Care home ‘heist’ shows we’ve really lost the plot
More than once, I’ve wondered what it would take for this Government’s lockdown rules to be exposed as lunacy. Now I know: it’s the laugh-til-you-crythen-hiccup-with-misery tale of the Yorkshire Care Home Heist, straight from Pinewood Studios.
The cast includes a septuagenarian trained nurse, a confused nonagenarian nan, and a former Coronation Street actress-turned smartphone camerawoman.
The action centred on nurse Ylenia, 73-year-old daughter of 97-year-old Tina, who has dementia and lives in the eponymous Yorkshire care home.
They haven’t seen each other for nine months, due to draconian lockdown regulations. So shortly before the country was, once again, placed in full lockdown, Ylenia muscled her way into the building, tenderly placed her mum into a wheelchair and pushed her out to the car.
Her insistence that she was taking Tina home and would draw upon her professional qualifications to care for her there fell on deaf ears. We know this, because her daughter Leandra (the former soap star, remember?) was filming it.
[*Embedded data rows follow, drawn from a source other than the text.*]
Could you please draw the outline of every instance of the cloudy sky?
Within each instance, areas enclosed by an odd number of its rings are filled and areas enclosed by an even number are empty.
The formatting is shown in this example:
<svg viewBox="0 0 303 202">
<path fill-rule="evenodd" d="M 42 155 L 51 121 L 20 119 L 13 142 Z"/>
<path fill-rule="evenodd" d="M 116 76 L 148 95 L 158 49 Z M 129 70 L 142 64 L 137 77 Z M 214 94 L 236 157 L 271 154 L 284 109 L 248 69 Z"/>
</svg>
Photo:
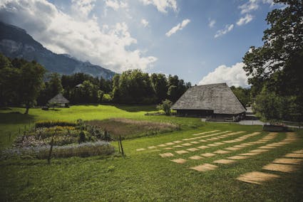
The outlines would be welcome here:
<svg viewBox="0 0 303 202">
<path fill-rule="evenodd" d="M 247 87 L 242 58 L 260 46 L 271 0 L 0 0 L 0 20 L 57 53 L 117 73 Z"/>
</svg>

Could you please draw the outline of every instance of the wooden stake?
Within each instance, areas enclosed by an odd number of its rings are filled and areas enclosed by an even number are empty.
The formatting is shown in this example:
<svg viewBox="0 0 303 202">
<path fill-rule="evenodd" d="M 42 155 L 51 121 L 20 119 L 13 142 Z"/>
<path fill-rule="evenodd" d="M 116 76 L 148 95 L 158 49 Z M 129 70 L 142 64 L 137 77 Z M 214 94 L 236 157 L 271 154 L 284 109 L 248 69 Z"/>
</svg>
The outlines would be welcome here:
<svg viewBox="0 0 303 202">
<path fill-rule="evenodd" d="M 120 139 L 120 145 L 121 146 L 122 156 L 124 156 L 123 147 L 122 146 L 121 135 L 119 135 L 119 139 Z"/>
<path fill-rule="evenodd" d="M 47 158 L 47 162 L 48 163 L 48 164 L 51 164 L 51 152 L 53 152 L 53 137 L 52 137 L 51 140 L 51 149 L 49 149 L 48 157 Z"/>
</svg>

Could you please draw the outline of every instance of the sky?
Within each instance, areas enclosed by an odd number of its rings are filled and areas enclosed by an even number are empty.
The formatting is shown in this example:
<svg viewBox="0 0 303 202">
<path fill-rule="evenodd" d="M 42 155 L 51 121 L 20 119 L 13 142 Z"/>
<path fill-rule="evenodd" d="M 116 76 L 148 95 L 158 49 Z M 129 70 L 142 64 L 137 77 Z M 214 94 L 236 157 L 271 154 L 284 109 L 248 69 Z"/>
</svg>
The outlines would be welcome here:
<svg viewBox="0 0 303 202">
<path fill-rule="evenodd" d="M 116 73 L 247 87 L 242 57 L 262 45 L 272 0 L 0 0 L 0 20 L 44 47 Z"/>
</svg>

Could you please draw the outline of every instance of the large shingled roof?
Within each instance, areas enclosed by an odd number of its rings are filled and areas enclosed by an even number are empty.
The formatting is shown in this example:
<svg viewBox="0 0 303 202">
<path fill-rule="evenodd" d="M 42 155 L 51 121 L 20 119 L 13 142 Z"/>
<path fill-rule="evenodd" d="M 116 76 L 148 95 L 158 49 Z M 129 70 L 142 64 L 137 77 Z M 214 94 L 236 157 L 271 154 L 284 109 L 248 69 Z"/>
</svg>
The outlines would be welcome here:
<svg viewBox="0 0 303 202">
<path fill-rule="evenodd" d="M 66 98 L 65 98 L 61 93 L 58 94 L 57 95 L 48 100 L 48 103 L 66 104 L 69 101 Z"/>
<path fill-rule="evenodd" d="M 188 89 L 172 106 L 172 110 L 207 110 L 215 114 L 237 115 L 243 107 L 226 83 L 197 85 Z"/>
</svg>

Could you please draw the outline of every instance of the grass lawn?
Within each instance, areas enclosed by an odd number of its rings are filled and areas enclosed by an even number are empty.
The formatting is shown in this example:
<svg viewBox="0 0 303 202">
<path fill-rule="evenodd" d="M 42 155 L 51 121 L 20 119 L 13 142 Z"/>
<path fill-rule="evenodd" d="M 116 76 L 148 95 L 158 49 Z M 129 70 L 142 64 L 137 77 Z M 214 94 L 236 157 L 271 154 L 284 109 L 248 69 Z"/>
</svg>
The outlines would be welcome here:
<svg viewBox="0 0 303 202">
<path fill-rule="evenodd" d="M 111 117 L 130 118 L 148 121 L 168 122 L 180 124 L 180 131 L 123 141 L 126 156 L 119 154 L 111 156 L 88 158 L 73 157 L 53 159 L 51 165 L 45 160 L 9 159 L 0 163 L 0 201 L 299 201 L 303 198 L 303 166 L 291 173 L 265 171 L 262 167 L 275 159 L 293 151 L 303 149 L 303 132 L 295 131 L 299 140 L 282 145 L 276 149 L 237 160 L 231 164 L 215 164 L 213 171 L 199 172 L 190 167 L 203 164 L 214 164 L 217 159 L 227 159 L 236 154 L 247 153 L 259 147 L 279 142 L 287 137 L 279 133 L 267 142 L 252 144 L 225 154 L 217 154 L 200 160 L 192 160 L 192 156 L 212 153 L 218 149 L 257 142 L 268 135 L 260 126 L 241 126 L 235 124 L 202 123 L 199 119 L 144 116 L 147 112 L 155 110 L 153 106 L 74 106 L 58 111 L 42 111 L 31 109 L 29 115 L 16 113 L 24 109 L 0 111 L 1 147 L 11 144 L 19 127 L 29 127 L 37 120 L 104 119 Z M 157 147 L 184 139 L 192 138 L 193 134 L 207 131 L 244 131 L 242 134 L 224 139 L 199 142 L 183 148 L 163 150 Z M 240 142 L 226 143 L 210 147 L 184 154 L 175 152 L 207 145 L 214 142 L 234 140 L 243 135 L 259 132 Z M 12 132 L 9 139 L 9 132 Z M 214 134 L 209 133 L 210 134 Z M 207 135 L 205 134 L 205 135 Z M 222 136 L 214 135 L 213 137 Z M 185 141 L 184 142 L 190 142 Z M 117 147 L 117 142 L 112 143 Z M 181 143 L 180 143 L 181 144 Z M 168 146 L 170 147 L 170 146 Z M 136 151 L 138 149 L 145 149 Z M 156 151 L 160 149 L 160 151 Z M 162 158 L 165 152 L 174 156 Z M 183 164 L 170 160 L 182 158 L 188 160 Z M 274 174 L 279 177 L 262 185 L 247 184 L 236 179 L 252 171 Z"/>
</svg>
The police were called to the scene (en route home, they’d stopped off at a garden centre) and promptly arrested Ylenia. I’m not sure of the charge – nan-trafficking could be one option, or perhaps aggravated TLC.
Either way, she was handcuffed – yes, really – and driven away. I’d like to think she got the full blues-and-twos treatment on her way to the station, where she was duly de-arrested.
She went home and drank a strong cup of tea with Leandra to steady her nerves. It would be lovely to report that she has since chartered a helicopter for a Mission Impossible- style sequel.
But, in reality, Tina is back in her care home, condemned to live out these precious remaining days, months, cut off from her loved ones.
How unutterably wretched. But then, is there anyone in this Cabinet with a shred of humanity?
Certainly not whoever decreed that, under Lockdown 2, students cannot return home before December 2. Not for reading week, not for physical illness, mental health, or just because they are 18 and desperately want to escape incarceration with a bunch of strangers and/or need a hot meal.
And what about the clinically vulnerable? They are effectively under house arrest, having been given new instruction just hours before Lockdown 2 came into effect on Thursday to stay put unless they have a medical appointment or to exercise.
It’s hard to guess how long the British public will comply with increasingly restrictive government edicts that demand great sacrifices from us – that forcibly separate families, turn care homes into jails for 97-year-old nans, and close down society at the point where figures show localised lockdowns are working – while signally failing to create a test and trace programme that is fit for purpose.
The social contract has been well and truly broken.